A brother chosen. A brother left behind. And a family where you'd least expect to find one.
Leon is nine, and has a perfect baby brother called Jake. They have gone to live with Maureen, who has fuzzy red hair like a halo, and a belly like Father Christmas. But the adults are speaking in low voices, and wearing Pretend faces. They are threatening to give Jake to strangers. Since Jake is white and Leon is not.
As Leon struggles to cope with his anger, certain things can still make him smile - like Curly Wurlys, riding his bike fast downhill, burying his hands deep in the soil, hanging out with Tufty (who reminds him of his dad), and stealing enough coins so that one day he can rescue Jake and his mum.
Evoking a Britain of the early eighties, My Name is Leon is a heart-breaking story of love, identity and learning to overcome unbearable loss. Of the fierce bond between siblings. And how - just when we least expect it - we manage to find our way home.

What did I think?

This book should come with a packet of tissues; I felt so emotionally invested in this book and completely engrossed in Leon's story that I kept thinking about it long after I had turned the final page.

Leon is almost 9 years old and already he is acting as a carer for his baby brother, Jake, and his mother, Carol. As it becomes clear that his mother cannot look after Leon and Jake, or even herself, Leon and Jake are taken into care. So they pack their meagre belongings and go to live with Maureen, their foster carer.  Maureen has fostered lots of children and she welcomes each and every one of them into her home and loves them as if they were her own children.  With Maureen opening her heart to Leon and Jake so unconditionally, I immediately knew that they were in good and safe hands.

I thought my heart would break when Leon kept wondering when his mother would come back for them but as Carol shows no signs of getting back on her feet, it is not long before Jake is adopted and Leon is left feeling understandably bereft.
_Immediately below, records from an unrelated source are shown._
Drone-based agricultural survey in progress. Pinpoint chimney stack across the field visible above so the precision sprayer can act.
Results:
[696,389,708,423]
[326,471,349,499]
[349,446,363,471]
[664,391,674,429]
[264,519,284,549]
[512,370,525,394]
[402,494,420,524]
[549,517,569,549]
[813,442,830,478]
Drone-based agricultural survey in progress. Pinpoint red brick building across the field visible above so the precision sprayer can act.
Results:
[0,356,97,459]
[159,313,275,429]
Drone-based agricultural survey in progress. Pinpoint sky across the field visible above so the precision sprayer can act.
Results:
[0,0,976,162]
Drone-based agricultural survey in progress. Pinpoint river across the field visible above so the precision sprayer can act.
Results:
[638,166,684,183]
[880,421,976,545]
When Maureen is suddenly taken ill it is her sister, Sylvia, who steps in to look after Leon. As Leon struggles to fit in to his ever-changing environment he rides his bike to the local allotments and makes some unlikely friends - a strange bunch of people who are all struggling to fit in and find that, in the end, they just might all fit together perfectly like the missing pieces of a jigsaw.

My Name is Leon is a wonderful advert for foster caring; it's a beautiful story that reminds us that 'family' can come in all guises, not just those we are related to by blood. We hear so many horror stories on the news that it is so refreshing to read a heartwarming, lovely story like this.  I cried at the beginning, middle and end as Leon's plight is an all too common occurrence.  Kit de Waal, in her astonishing debut, has done an amazing job of giving each of her characters a strong and completely unique voice; from Leon's hilarious innocence to Maureen's inexhaustible love.  Such varied and unique characters who inevitably managed to set up house and make a little home in my heart.

Written with such breathtaking tenderness, My Name is Leon is an emotional, poignant, heartwarming story filled with innocent humour and, above all, hope.

I received this book from the publisher, Penguin, in exchange for an honest review.